Bond Manufacturing Co. v. United States

Mollison, Judge:

The merchandise the subject of this protest is described on the invoice as “bamboo strippings” and was assessed with duty at the rate *390of 45 per centum ad valorem under the provisions in paragraph 409 of the Tariff Act of 1930 for “all articles not specially provided for, wholly or partly manufactured of * * * bamboo.” The protest claim is for duty at the rate of 1%, cents per pound under the provision in said paragraph for “split bamboo.”

There does not seem to be any dispute but that the merchandise consists of bamboo imported in strips, 12 feet in length. No sample of the strips in the 12-foot length was offered, but there are before us two samples of the merchandise, one offered by the plaintiffs and the other by the defendant: The plaintiffs’ exhibit, received in evidence over objection by counsel for the defendant as collective exhibit 1, consists of two strips about 3 feet in length by 2 inches wide, said to represent the imported merchandise, except in length and the fact that small holes about a foot apart were drilled through the strips after importation. The defendant’s sample, exhibit A, said to have been the official sample retained by the customs examiner, is about a foot in length and 2 inches wide, and, except for the length and the absence of holes, is identical with collective exhibit 1, with the further exception that the area where the strip was separated from the stem of the bamboo plant seems to be somewhat smoother than in collective exhibit 1.

In support of their claim, plaintiffs offered evidence with the view to establishing that, except for being split from the stem of the bamboo plant, nothing had been done to the merchandise prior to importation. This evidence, in the form of oral testimony, was given by one who had been a partner in the importing firm at the time the merchandise in question was imported. Although it appeared that the activity of the witness was more in the nature of sales, it fairly appeared that he was familiar with the manufacturing processes involving both the production of the material, split bamboo, and of articles made therefrom.

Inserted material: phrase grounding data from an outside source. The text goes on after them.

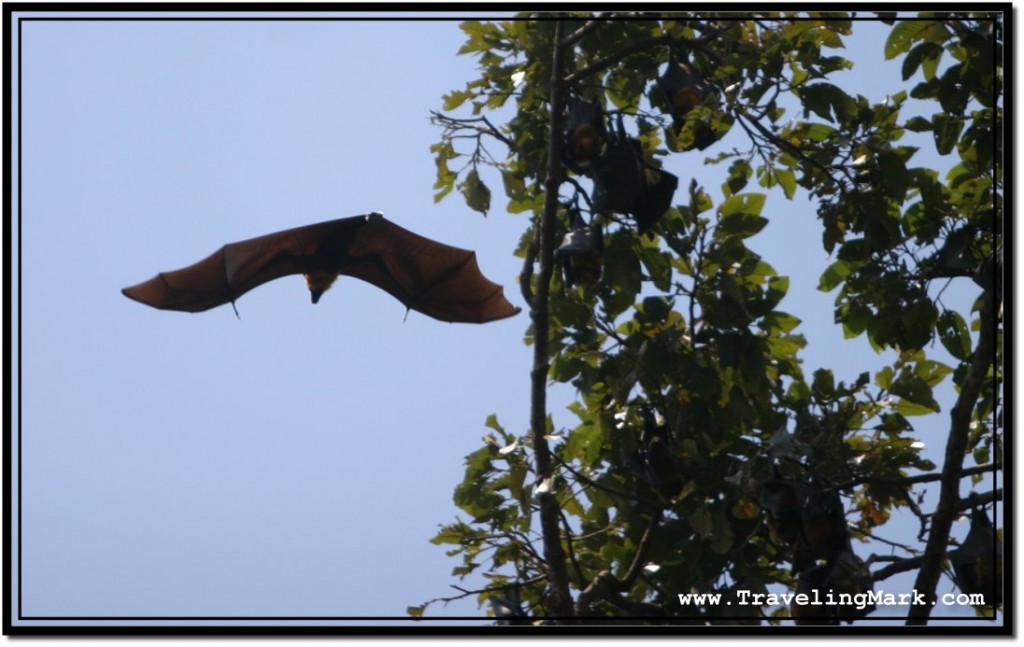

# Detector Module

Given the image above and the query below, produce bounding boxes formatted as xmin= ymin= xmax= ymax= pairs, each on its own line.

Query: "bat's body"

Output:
xmin=122 ymin=213 xmax=521 ymax=324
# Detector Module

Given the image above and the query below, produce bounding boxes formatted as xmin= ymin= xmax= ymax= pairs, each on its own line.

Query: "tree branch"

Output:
xmin=563 ymin=34 xmax=672 ymax=87
xmin=620 ymin=509 xmax=664 ymax=589
xmin=520 ymin=230 xmax=537 ymax=310
xmin=574 ymin=510 xmax=664 ymax=616
xmin=832 ymin=462 xmax=1000 ymax=492
xmin=558 ymin=13 xmax=614 ymax=49
xmin=429 ymin=111 xmax=518 ymax=152
xmin=872 ymin=555 xmax=925 ymax=582
xmin=906 ymin=288 xmax=999 ymax=624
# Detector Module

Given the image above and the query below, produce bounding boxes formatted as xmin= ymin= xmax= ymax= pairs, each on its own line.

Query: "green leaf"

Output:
xmin=501 ymin=170 xmax=526 ymax=202
xmin=799 ymin=83 xmax=856 ymax=124
xmin=430 ymin=523 xmax=468 ymax=546
xmin=904 ymin=116 xmax=933 ymax=132
xmin=885 ymin=21 xmax=942 ymax=59
xmin=938 ymin=63 xmax=970 ymax=114
xmin=710 ymin=510 xmax=736 ymax=555
xmin=638 ymin=242 xmax=673 ymax=292
xmin=775 ymin=167 xmax=797 ymax=199
xmin=932 ymin=113 xmax=964 ymax=155
xmin=812 ymin=368 xmax=835 ymax=399
xmin=717 ymin=194 xmax=767 ymax=238
xmin=901 ymin=41 xmax=944 ymax=81
xmin=914 ymin=359 xmax=952 ymax=388
xmin=900 ymin=297 xmax=937 ymax=349
xmin=636 ymin=296 xmax=674 ymax=324
xmin=893 ymin=399 xmax=939 ymax=417
xmin=459 ymin=169 xmax=491 ymax=215
xmin=457 ymin=20 xmax=499 ymax=55
xmin=442 ymin=88 xmax=475 ymax=111
xmin=818 ymin=260 xmax=852 ymax=292
xmin=875 ymin=366 xmax=894 ymax=390
xmin=723 ymin=160 xmax=752 ymax=197
xmin=764 ymin=311 xmax=801 ymax=333
xmin=688 ymin=506 xmax=713 ymax=538
xmin=599 ymin=231 xmax=642 ymax=316
xmin=840 ymin=302 xmax=872 ymax=339
xmin=937 ymin=310 xmax=972 ymax=361
xmin=550 ymin=355 xmax=584 ymax=383
xmin=889 ymin=372 xmax=940 ymax=413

The witness testified that bamboo is split by being pushed against a blade; that his firm had so split bamboo; and that the result was like collective exhibit 1, except for length. He further testified that merchandise such as collective exhibit 1 was used in the manufacture of furniture and lamps and, in some cases, for decorative purposes.

Although, on cross-examination, defendant’s counsel sought to elicit from the witness a statement that defendant’s exhibit A had been planed, the witness denied this, and the defendant offered no further proof on the subject.

We are of the opinion, on the record presented, that plaintiffs made out a prima facie case in favor of their claim and that defendant failed to go forward with the evidence to refute or disprove the evidence offered by the plaintiffs. Both at the trial and in the brief filed in its behalf, defendant’s counsel made much of the fact that the witness had never been to Japan, the country of origin of the imported merchandise, or seen the process of splitting bamboo there. It must be remembered that the term “split bamboo,” as it appears in the tariff act, must be interpreted according to the meaning it has in this country, and it would make no difference if the process of splitting bamboo in Japan were different from that used in this country, if the result was known in this country as “split bamboo.”

We are satisfied that the witness demonstrated sufficient qualifications to give the testimony he did and that such testimony established a prima facie case in support of plaintiffs’ claim, sufficient to overcome the presumption of correctness attaching to the collector’s classification and cast on the defendant the burden of going forward with the evidence. This burden was not met.

Judgment will, therefore, issue sustaining the protest claim accordingly.